Ignite India Education, Business/Student Relationship Management

Top School in JP Nagar ekya sschools students online classes

I interned at Ignite India Education for a month as a Grade X student from Ekya JP Nagar, my first real experience working inside a company. Ignite India coaches students for design and architecture entrance exams (NIFT, NID, NATA, UCEED, CEED) while focusing on portfolio development, mentorship, and career guidance. My role was in Business and Student Relationship Management, which involved competitor research, telecalling, SEO blogging, and lead management a genuinely wide scope for a school student.

What Challenges I Faced

Cold/Warm Calling 

Calling 60 real parents and students was nerve-wracking. Conversations don’t follow a script – people cut you off or decline immediately. Learning to stay composed under rejection was the steepest part of the curve.

Competitor Analysis from Scratch

Researching five competitors BRDS, Silica, Pahal Design, Toprankers Creative Edge, and Arena Animation and producing a SWOT analysis for each required synthesising websites, social media, and direct observation in a way school research tasks never demanded.

Writing for the Web SEO 

blog posts and Quora answers are a completely different genre from school essays. The goal is to answer specific questions students type into Google, not to demonstrate knowledge for a teacher.

Finding that tone took deliberate practice.

Mistakes, Learning & Skills

The Mistake That Taught Me the Most

Early in telecalling, I jumped straight into pitching the summer programme with no rapport-building. The result: polite, fast declines. A mentor’s advice starts with a genuine question about the student’s interests before introducing Ignite India changed everything.
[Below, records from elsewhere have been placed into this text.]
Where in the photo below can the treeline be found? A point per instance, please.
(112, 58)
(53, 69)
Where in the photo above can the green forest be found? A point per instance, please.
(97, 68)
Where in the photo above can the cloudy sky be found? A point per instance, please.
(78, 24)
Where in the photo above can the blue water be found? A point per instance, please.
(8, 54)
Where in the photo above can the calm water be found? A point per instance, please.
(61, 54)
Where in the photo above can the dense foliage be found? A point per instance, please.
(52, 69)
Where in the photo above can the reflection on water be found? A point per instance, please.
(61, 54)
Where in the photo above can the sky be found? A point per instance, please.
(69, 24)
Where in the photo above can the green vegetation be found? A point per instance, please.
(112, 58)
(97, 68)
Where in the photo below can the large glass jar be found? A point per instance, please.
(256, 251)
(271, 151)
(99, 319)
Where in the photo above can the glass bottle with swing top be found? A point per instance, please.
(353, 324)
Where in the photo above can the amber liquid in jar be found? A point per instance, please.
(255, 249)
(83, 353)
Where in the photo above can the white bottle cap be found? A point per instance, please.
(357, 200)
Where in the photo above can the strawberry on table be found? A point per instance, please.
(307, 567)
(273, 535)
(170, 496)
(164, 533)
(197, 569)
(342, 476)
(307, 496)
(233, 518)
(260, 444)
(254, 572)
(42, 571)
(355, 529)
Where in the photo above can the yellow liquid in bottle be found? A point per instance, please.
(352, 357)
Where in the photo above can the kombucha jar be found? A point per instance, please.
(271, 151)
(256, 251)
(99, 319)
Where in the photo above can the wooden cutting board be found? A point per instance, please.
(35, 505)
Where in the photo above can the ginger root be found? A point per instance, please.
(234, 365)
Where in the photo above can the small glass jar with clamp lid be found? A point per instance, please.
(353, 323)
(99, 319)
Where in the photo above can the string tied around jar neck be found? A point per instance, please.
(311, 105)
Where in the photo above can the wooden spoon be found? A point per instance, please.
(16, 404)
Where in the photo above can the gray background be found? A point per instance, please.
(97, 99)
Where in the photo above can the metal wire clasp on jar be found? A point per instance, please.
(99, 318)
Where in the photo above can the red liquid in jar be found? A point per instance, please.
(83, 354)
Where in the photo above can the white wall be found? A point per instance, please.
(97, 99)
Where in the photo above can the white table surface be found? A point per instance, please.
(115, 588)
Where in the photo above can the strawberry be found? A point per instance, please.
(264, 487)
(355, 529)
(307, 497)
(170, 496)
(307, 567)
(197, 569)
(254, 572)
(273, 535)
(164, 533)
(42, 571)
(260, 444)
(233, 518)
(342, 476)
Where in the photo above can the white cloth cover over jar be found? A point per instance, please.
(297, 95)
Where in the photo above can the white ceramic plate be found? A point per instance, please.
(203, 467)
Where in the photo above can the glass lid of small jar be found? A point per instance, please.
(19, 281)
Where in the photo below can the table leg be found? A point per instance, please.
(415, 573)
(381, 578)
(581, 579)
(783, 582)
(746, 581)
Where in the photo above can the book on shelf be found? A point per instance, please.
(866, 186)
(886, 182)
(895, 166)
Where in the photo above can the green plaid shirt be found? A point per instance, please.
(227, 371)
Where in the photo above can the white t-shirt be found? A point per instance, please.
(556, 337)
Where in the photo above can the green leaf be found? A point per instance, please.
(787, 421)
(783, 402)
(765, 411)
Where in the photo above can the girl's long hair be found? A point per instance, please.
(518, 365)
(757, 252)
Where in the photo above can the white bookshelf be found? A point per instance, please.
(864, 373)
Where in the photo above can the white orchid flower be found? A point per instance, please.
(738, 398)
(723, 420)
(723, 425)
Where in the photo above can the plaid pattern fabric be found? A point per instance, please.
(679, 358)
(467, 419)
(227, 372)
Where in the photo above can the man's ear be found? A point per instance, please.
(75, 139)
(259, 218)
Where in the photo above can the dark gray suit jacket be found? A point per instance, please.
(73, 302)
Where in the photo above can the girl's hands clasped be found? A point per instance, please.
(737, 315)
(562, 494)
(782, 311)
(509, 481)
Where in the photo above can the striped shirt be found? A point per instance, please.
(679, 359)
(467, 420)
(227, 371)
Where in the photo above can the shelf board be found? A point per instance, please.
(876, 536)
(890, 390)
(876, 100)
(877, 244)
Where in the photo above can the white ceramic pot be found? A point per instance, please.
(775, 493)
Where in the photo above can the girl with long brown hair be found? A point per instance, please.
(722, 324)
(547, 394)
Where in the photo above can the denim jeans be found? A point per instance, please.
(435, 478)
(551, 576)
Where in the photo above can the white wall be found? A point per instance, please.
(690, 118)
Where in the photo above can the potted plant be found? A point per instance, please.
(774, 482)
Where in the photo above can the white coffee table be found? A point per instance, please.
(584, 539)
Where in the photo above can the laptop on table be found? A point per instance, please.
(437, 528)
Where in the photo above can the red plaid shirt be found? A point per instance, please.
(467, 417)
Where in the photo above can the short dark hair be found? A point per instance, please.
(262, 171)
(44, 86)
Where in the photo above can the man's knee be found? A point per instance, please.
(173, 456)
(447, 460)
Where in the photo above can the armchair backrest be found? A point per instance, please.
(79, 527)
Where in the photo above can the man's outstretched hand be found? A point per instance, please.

Communication is less about what you say and more about whether the other person feels heard.

Skills I Built

Field Research: Visited BRDS, Pahal, Silica, and DQ Labs in HSR Layout — evaluating visibility, branding, infrastructure, and digital presence firsthand.

Telecalling: 60+ warm-lead calls from the Meraki event; learning to handle objections and log outcomes systematically.

Digital Marketing: Quora posts and blogs targeting keywords like ‘NIFT coaching Bangalore’ to driveorganic search traffic.

CRM & Lead Management: Structured Google Sheets tracking call status, remarks, and follow-ups hands-on sales pipeline experience.

SWOT & Strategy: Full competitor analysis across five institutes, identifying gaps Ignite India can exploit around mentorship and holistic career guidance.

Understanding People & Real World Impact

The most unexpected insight was how much of business is psychology. Reading a parent’s concern on a call, noticing how Silica’s content appeals to Gen-Z, observing how BRDS uses award signage to build local trust, everything connects to how people make decisions. I started instinctively asking: is it price, fear of missing out, brand trust, or convenience that drives someone to say yes?

That shift from ‘what’s the right answer?’ to ‘what does this person actually need?’ is something school almost never teaches explicitly, and it’s arguably the most transferable skill I picked up.

On a bigger scale: India has massive creative talent, but the coaching ecosystem for design careers is tiny compared to JEE/NEET. Many students with genuine potential don’t know NIFT or NID exist. The telecalling, blogs, and competitor analysis I contributed to all serve one goal connecting more students to opportunities they’d otherwise miss. Even a Quora post with 26 views or a call that converts to an enrollment is part of solving a real problem.

Personal Growth & School vs. Workplace

I’m more comfortable with ambiguity than I thought –  in the workplace, you make decisions with incomplete information and course-correct as you go, which I found energising rather than stressful. I also discovered I’m drawn to the research and analysis side of business more than the direct sales side, which pointed me toward strategy or marketing as a possible direction.

The biggest shift from school: effort doesn’t automatically produce outcomes. You can call 60 people and have 45 not pick up. You can write a post that gets no traction. The feedback loop is slower and less certain. But deadlines, thoroughness, and clear communication matter in both worlds — school prepared me more than I realised.

What Schools Should Teach Differently

  • Communication under pressure – cold calling, presenting, negotiating – real skills almost never practiced in school.
  • Spreadsheet & CRM fluency – tracking and analysing data in Google Sheets is a daily workplace requirement.
  • SEO and content basics – understanding how the internet surfaces information is practically universal now.
  • Business analysis frameworks – SWOT, competitive benchmarking, market sizing these areteachable in high school and would matter enormously.

Conclusion

In four weeks at Ignite India, I got hands-on exposure to competitor analysis, telecalling, SEO content, CRM management, and field research all while contributing to a mission I genuinely believe in: making creative career paths accessible to more students in India.

I came in as a Grade X student who had never worked in a real company. I’m leaving with stronger communication skills, a clearer sense of what business looks like from the inside, and most importantly the confidence that a school student can do real, meaningful work.

To Ignite India: thank you for the opportunity, and for trusting me with actual responsibility.